Backer-Peral is off to a roaring start: Her history research project won second prize in the humanities category at a 2019 Harvard University conference. Backer-Peral says the experience was important to her and she picked up valuable experience hearing the speakers, mostly in the sciences, talk about their research. LMU’s Undergraduate Research Opportunities Program (now called the Independent Undergraduate Research Program) supplied the impetus for her to take part in the symposium, and the Bellarmine College of Liberal Arts helped pay her expenses.
Her project explored the impact of the Sept. 11, 2001 attacks on the U.S. and on the Middle East. She used her research and filmmaking skills to produce five scripts depicting varying times that changed the focus of each country’s history. On her poster, she included a diagram that compared and contrasted democratic/authoritarian and secular/religious roots of recent conflicts, bringing insight to the causes of continuing conflict as well as analyzing Cold War strains, petroleum politics, and Palestine-Israel relations. “One visitor to the conference was studying my poster, then he thanked me for my work,” she says.
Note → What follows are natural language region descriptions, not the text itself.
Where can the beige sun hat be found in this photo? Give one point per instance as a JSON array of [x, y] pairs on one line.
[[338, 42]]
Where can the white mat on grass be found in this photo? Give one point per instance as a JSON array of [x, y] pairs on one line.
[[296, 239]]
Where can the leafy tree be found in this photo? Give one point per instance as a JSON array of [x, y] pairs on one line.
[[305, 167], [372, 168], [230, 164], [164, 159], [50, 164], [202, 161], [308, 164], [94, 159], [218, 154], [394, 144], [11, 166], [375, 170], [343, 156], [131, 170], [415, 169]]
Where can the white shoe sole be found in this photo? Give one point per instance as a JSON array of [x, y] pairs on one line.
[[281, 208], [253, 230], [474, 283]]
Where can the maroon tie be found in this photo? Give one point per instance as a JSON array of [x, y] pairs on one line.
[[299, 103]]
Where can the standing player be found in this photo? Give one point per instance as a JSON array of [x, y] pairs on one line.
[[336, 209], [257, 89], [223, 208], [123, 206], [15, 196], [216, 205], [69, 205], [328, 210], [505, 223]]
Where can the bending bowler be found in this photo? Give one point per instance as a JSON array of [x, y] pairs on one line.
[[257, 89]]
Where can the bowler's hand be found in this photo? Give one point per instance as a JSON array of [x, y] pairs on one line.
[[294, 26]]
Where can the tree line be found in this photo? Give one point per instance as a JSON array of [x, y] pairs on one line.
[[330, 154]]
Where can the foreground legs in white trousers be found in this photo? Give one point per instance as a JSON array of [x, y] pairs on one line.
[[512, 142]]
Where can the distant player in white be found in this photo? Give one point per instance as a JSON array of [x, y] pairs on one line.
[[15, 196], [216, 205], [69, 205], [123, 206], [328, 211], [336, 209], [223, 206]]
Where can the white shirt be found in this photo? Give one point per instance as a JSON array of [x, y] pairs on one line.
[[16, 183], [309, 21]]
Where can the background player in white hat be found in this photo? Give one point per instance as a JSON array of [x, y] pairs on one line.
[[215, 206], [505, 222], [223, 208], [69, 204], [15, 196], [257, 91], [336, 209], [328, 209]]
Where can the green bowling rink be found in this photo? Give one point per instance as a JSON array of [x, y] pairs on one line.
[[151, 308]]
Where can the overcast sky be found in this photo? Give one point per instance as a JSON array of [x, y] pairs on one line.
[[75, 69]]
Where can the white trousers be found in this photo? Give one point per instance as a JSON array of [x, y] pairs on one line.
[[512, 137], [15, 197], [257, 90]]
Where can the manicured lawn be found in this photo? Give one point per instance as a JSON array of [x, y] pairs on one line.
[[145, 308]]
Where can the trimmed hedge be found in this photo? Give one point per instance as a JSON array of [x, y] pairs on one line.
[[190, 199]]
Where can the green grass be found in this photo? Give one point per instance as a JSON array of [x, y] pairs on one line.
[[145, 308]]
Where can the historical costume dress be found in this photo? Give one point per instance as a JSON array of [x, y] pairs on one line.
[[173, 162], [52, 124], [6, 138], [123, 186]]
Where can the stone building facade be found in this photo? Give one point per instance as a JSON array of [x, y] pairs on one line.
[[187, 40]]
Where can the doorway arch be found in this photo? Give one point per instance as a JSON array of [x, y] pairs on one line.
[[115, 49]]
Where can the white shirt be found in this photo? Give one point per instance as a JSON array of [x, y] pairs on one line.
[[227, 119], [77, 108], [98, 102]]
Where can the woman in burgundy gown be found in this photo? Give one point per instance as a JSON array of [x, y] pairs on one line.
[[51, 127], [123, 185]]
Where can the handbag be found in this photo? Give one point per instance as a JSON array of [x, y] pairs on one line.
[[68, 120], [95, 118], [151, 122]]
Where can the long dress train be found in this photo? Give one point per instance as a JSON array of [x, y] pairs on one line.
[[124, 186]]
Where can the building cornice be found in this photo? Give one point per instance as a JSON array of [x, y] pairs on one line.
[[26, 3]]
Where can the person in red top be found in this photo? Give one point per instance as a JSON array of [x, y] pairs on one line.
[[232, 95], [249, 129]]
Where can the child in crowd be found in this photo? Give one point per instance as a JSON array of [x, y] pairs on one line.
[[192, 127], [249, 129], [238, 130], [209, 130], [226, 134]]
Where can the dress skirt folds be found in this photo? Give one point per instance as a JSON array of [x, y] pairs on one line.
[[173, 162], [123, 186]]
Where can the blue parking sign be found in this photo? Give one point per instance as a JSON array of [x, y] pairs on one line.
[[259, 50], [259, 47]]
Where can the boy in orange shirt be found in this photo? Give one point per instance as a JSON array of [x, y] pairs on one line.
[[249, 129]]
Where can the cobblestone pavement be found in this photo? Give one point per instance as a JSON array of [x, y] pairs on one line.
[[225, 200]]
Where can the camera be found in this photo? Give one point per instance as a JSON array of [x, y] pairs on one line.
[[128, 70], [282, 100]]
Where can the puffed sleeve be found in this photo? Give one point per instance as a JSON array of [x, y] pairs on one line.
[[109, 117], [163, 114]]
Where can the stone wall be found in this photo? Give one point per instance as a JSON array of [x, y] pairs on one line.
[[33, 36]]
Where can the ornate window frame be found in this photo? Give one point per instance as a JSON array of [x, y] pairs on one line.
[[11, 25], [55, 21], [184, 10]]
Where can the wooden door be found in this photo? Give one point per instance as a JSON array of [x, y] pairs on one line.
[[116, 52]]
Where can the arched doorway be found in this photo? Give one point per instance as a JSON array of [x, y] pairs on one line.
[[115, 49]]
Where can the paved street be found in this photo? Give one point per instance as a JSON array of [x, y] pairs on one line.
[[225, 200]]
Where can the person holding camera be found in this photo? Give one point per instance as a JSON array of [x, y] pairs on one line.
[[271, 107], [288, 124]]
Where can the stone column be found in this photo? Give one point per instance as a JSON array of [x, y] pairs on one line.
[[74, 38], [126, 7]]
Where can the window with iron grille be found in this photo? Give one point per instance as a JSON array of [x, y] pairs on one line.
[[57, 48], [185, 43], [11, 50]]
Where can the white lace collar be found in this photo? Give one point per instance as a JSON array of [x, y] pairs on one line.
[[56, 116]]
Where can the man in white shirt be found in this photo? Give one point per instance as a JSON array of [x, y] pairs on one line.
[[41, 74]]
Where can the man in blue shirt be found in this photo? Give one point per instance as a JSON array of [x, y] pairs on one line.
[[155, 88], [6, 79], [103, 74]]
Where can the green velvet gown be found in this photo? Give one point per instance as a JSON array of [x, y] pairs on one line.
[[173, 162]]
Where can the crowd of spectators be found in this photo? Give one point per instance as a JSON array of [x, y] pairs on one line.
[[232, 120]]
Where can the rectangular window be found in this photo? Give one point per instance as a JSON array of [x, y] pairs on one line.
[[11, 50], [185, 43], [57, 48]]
Backer-Peral had already learned important lessons about research and history during a spring break class trip to Germany where they studied the Holocaust and engaged with primary materials and sites. The class toured Wannsee House, where the plan for the “Final Solution” was drawn up by the Nazis, then they went to a nearby town. She was struck that it was only a 10-minute walk from the town to the Sachsenhausen concentration camp. “I was freezing and I realized how people in the camp suffered with far less,” she says. “It was hard to deal with the emotions and the violence of what happened there.”
She is deeply involved with her next project, applying computer science to history by creating a giant database that depicts cross-sections of European history. And she hopes to involve her filmmaking skills to further her storytelling in tandem with deep research.
“Justice requires nuanced and reasoned understanding,” she says.